Re: [css-position] sticky only along one axis

> On Mar 17, 2014, at 12:44 PM, Viatcheslav Ostapenko <sl.ostapenko@samsung.com> wrote:
> 
>> On Sat, 2014-03-15 at 20:31 -0700, Brad Kemper wrote: 
>> 
>> On Mar 14, 2014, at 5:59 PM, "Robert O'Callahan"
>> <robert@ocallahan.org> wrote:
>> 
>> 
>>> On Sat, Mar 15, 2014 at 12:52 AM, Viatcheslav Ostapenko
>>> <sl.ostapenko@samsung.com> wrote: 
>>>        There is another interesting case is sticky positioning for
>>>        table
>>>        columns. The table "col" is pretty special tag and sticky
>>>        positioning is
>>>        now not supported for columns, but there is clear use case
>>>        for sticky
>>>        table columns.
> 
>>> It would be useful but it would be very difficult to spec and
>>> implement and would probably create more trouble than it's worth.
>> 
>> How about this:
> 
>> Positioning on table-column and table-column-group items affect their
>> corresponding table-cell items as though those table-cell items were
>> selected in the same rule. Table-cell items spanning more than one
>> column (as with HTML's 'colspan') are only selected by
>> table-column/table-column-group when they originate in a cell starting
>> in the column(s) of the selected table-column/table-column-group.
> 
> 
> I would agree with Robert. It is difficult to implement and will be used
> less often than sticky table headers, for example.

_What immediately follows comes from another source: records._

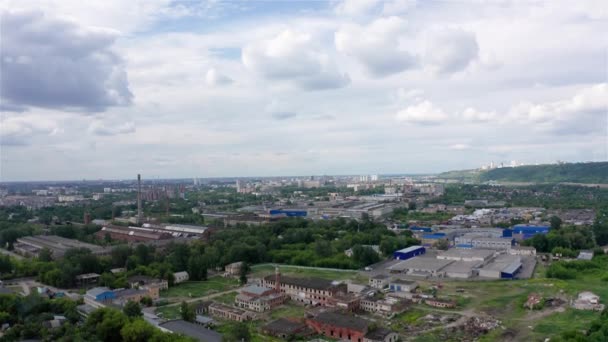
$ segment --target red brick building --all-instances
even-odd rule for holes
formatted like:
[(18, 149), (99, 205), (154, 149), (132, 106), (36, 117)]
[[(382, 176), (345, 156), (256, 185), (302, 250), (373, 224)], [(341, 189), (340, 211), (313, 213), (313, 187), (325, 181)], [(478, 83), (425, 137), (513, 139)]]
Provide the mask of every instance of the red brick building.
[[(266, 276), (262, 286), (275, 288), (276, 277)], [(280, 291), (293, 301), (310, 305), (328, 305), (330, 298), (338, 293), (346, 293), (346, 284), (336, 284), (319, 278), (297, 278), (281, 276)]]
[(364, 342), (368, 321), (336, 312), (322, 312), (306, 319), (306, 325), (318, 334), (341, 341)]

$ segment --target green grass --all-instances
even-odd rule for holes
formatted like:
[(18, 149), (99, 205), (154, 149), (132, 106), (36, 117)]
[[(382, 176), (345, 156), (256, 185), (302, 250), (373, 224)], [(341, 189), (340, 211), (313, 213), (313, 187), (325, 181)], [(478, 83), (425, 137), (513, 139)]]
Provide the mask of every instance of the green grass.
[(156, 309), (156, 314), (159, 314), (159, 313), (161, 314), (160, 317), (165, 318), (165, 319), (181, 318), (179, 305), (161, 306)]
[(224, 303), (224, 304), (234, 304), (234, 297), (236, 297), (237, 292), (232, 291), (221, 296), (213, 297), (213, 300), (216, 302)]
[(566, 312), (555, 313), (539, 321), (534, 326), (533, 335), (544, 339), (570, 330), (585, 330), (598, 316), (593, 311), (567, 309)]
[(302, 318), (302, 317), (304, 317), (305, 310), (306, 310), (306, 308), (304, 306), (287, 303), (285, 305), (280, 306), (279, 308), (272, 310), (272, 313), (270, 314), (270, 318), (272, 318), (272, 319), (287, 318), (287, 317)]
[[(260, 264), (251, 267), (251, 276), (261, 277), (268, 274), (274, 274), (274, 265)], [(296, 277), (314, 277), (328, 280), (345, 280), (358, 278), (355, 270), (332, 270), (332, 269), (310, 269), (299, 266), (279, 266), (281, 274)], [(367, 279), (365, 279), (367, 282)]]
[(232, 278), (213, 277), (205, 281), (188, 281), (161, 291), (160, 296), (171, 297), (202, 297), (217, 292), (230, 290), (238, 286), (238, 281)]
[(426, 316), (428, 313), (421, 310), (408, 310), (400, 315), (397, 315), (394, 319), (409, 325), (416, 325), (418, 319)]

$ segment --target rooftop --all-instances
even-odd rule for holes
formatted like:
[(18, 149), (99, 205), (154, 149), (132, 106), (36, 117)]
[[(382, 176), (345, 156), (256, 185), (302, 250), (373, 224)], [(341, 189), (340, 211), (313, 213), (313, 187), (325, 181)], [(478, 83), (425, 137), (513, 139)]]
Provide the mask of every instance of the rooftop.
[(374, 331), (368, 332), (365, 335), (365, 338), (370, 339), (370, 340), (375, 340), (375, 341), (384, 341), (386, 336), (388, 336), (391, 333), (392, 333), (391, 330), (388, 330), (385, 328), (378, 328)]
[(409, 252), (413, 252), (415, 250), (418, 250), (420, 248), (423, 248), (423, 247), (422, 246), (410, 246), (410, 247), (403, 248), (403, 249), (400, 249), (398, 251), (395, 251), (395, 253), (409, 253)]
[(447, 265), (453, 263), (453, 260), (441, 260), (431, 257), (414, 257), (405, 261), (401, 261), (388, 269), (391, 271), (404, 271), (407, 269), (415, 269), (422, 271), (439, 271)]
[[(264, 277), (266, 281), (275, 281), (274, 275), (268, 275)], [(282, 284), (295, 285), (315, 290), (328, 290), (333, 288), (335, 285), (331, 280), (321, 278), (298, 278), (298, 277), (286, 277), (281, 276), (280, 282)]]
[(347, 316), (335, 312), (322, 312), (313, 320), (336, 327), (348, 328), (355, 331), (367, 331), (369, 322), (363, 318)]
[(262, 330), (271, 331), (275, 334), (291, 335), (305, 327), (306, 325), (304, 323), (290, 321), (285, 318), (279, 318), (275, 321), (266, 324), (262, 328)]
[(222, 335), (219, 333), (204, 328), (200, 325), (186, 322), (184, 320), (178, 319), (174, 321), (168, 321), (165, 323), (159, 324), (160, 327), (170, 330), (174, 333), (184, 334), (186, 336), (192, 337), (198, 341), (204, 342), (221, 342)]
[(249, 285), (241, 289), (241, 292), (247, 292), (254, 295), (261, 296), (264, 292), (272, 290), (271, 288), (259, 286), (259, 285)]
[(87, 291), (87, 296), (97, 297), (104, 292), (112, 292), (108, 287), (94, 287)]

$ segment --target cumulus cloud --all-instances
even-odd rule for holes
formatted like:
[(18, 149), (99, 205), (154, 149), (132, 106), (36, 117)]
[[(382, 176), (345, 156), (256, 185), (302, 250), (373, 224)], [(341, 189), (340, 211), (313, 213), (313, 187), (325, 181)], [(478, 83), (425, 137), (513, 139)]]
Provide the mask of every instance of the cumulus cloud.
[(215, 68), (207, 70), (205, 77), (207, 84), (210, 86), (222, 86), (232, 83), (232, 79), (224, 74), (221, 74)]
[(117, 118), (109, 120), (97, 119), (89, 125), (88, 131), (93, 135), (100, 136), (128, 134), (135, 132), (135, 123), (133, 121), (121, 122)]
[(243, 49), (245, 67), (268, 80), (288, 81), (305, 90), (341, 88), (350, 83), (329, 56), (305, 33), (290, 30)]
[(466, 121), (489, 122), (489, 121), (495, 120), (498, 115), (494, 111), (484, 112), (484, 111), (479, 111), (475, 108), (469, 107), (462, 112), (461, 116)]
[(475, 34), (461, 29), (444, 29), (428, 34), (425, 63), (435, 73), (462, 71), (479, 55)]
[(413, 124), (436, 125), (447, 120), (448, 115), (430, 101), (423, 101), (399, 111), (395, 119)]
[(7, 117), (0, 121), (0, 145), (28, 145), (38, 135), (60, 132), (55, 121), (38, 115)]
[(385, 1), (382, 6), (382, 14), (403, 14), (416, 7), (416, 0), (392, 0)]
[(297, 113), (286, 103), (277, 100), (270, 102), (265, 110), (276, 120), (287, 120), (297, 116)]
[(469, 144), (454, 144), (454, 145), (448, 146), (448, 149), (454, 150), (454, 151), (470, 150), (471, 149), (471, 145), (469, 145)]
[(507, 119), (565, 134), (604, 133), (607, 111), (608, 83), (601, 83), (581, 89), (569, 100), (519, 103), (509, 110)]
[(361, 16), (369, 13), (378, 5), (379, 0), (342, 0), (334, 7), (338, 15)]
[(416, 58), (399, 44), (406, 27), (398, 17), (380, 18), (367, 26), (349, 24), (334, 36), (336, 49), (353, 56), (375, 77), (387, 76), (416, 65)]
[(84, 111), (131, 103), (115, 31), (37, 11), (3, 11), (0, 23), (3, 103)]

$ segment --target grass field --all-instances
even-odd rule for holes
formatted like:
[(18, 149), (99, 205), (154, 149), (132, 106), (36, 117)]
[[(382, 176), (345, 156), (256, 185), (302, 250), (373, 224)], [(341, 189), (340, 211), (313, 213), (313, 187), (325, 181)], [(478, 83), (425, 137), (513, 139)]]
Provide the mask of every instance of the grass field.
[[(275, 266), (272, 264), (260, 264), (251, 267), (251, 277), (261, 277), (268, 274), (274, 273)], [(305, 268), (300, 266), (279, 266), (281, 274), (297, 277), (315, 277), (329, 280), (345, 280), (345, 279), (356, 279), (358, 272), (355, 270), (333, 270), (333, 269), (318, 269), (318, 268)], [(367, 282), (367, 278), (365, 278)]]
[(181, 318), (179, 305), (161, 306), (156, 309), (156, 314), (160, 314), (159, 316), (165, 319)]
[(296, 317), (301, 318), (304, 317), (304, 311), (306, 308), (302, 305), (290, 304), (289, 302), (281, 307), (275, 309), (270, 314), (270, 318), (278, 319), (285, 317)]
[(237, 292), (232, 291), (221, 296), (213, 297), (213, 300), (216, 302), (224, 303), (224, 304), (234, 304), (234, 297), (236, 297)]
[(165, 298), (180, 297), (194, 298), (210, 295), (216, 292), (230, 290), (238, 286), (238, 281), (231, 278), (213, 277), (205, 281), (188, 281), (161, 291)]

> Sticky columns are useful for wide tables, which are less common than
> tall tables.
> Taking into account that sticky columns could be easily workaround by
> assigning position:sticky to every corresponding table cell, I would
> suggest to disallow position:sticky for table columns.

What makes it hard? Don't TDs already look to COLs for style resolution?